I was reminded, today, of a time (maybe about two or three years ago) when I found myself crushing on this dude - real hard. Looking at social media pictures all the time, feeling all giddy when he liked my posts, writing flirty captions. It was a mess, lol. I was crushing something serious. So, one day, I decided to step COMPLETELY outside of my box and message him. And it went a lil' something like this...
Me: Hey, I've peeped you for some time. Not sure if you're in a relationship or not (please forgive me if you are) but I would really like to get to know you.
Him: [Ego pumped up real extra] I think you're cute but nah...
Okay, maybe he didn't say it like that, but that's what I heard, lol. He actually said something with a little more finesse than that. But that was the gist. I'll be honest, I wasn't as crushed as I expected to be. I felt more stupid than anything. Like, ugh, Firenza. You stepped outside of your box and did this completely non-traditional thing and were rejected. I thought to myself, "that'll be the last time you do that."

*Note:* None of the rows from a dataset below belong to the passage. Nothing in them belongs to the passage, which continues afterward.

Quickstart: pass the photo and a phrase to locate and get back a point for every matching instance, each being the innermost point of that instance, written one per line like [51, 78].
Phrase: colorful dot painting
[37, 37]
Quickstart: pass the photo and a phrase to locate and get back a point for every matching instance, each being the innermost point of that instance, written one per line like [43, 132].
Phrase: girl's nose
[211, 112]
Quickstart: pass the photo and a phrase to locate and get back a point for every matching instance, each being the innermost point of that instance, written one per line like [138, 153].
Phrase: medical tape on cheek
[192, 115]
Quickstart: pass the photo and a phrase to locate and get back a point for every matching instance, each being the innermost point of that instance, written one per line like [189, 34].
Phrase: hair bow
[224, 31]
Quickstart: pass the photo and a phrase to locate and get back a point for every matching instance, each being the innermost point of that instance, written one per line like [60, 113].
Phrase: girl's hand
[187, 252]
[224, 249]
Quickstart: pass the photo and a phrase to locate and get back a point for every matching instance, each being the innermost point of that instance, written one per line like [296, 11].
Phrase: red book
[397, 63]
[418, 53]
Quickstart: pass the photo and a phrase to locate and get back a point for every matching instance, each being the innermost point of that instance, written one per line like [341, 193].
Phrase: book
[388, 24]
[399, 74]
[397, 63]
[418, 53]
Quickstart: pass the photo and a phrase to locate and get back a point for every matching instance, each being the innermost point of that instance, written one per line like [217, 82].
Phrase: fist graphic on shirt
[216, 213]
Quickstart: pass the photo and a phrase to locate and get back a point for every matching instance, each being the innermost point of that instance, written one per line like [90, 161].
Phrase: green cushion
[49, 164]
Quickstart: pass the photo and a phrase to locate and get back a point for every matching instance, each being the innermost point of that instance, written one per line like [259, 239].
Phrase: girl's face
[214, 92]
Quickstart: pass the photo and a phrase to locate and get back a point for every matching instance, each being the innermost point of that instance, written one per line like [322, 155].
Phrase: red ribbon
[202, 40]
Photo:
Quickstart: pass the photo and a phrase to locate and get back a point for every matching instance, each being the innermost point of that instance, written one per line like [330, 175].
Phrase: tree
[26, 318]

As small as that incident was, I wonder how much it really does limit me. I mean, imagine all of the amazing guys that may have been like, "its crazy because I've been thinking the same thing about you." The many dope conversations I could have. The great people I could meet. Rejection scares me. I think we're all afraid of it in some way. It is those people, who do not allow their fear of rejection to paralyze them, that experience life in some of the most beautiful ways.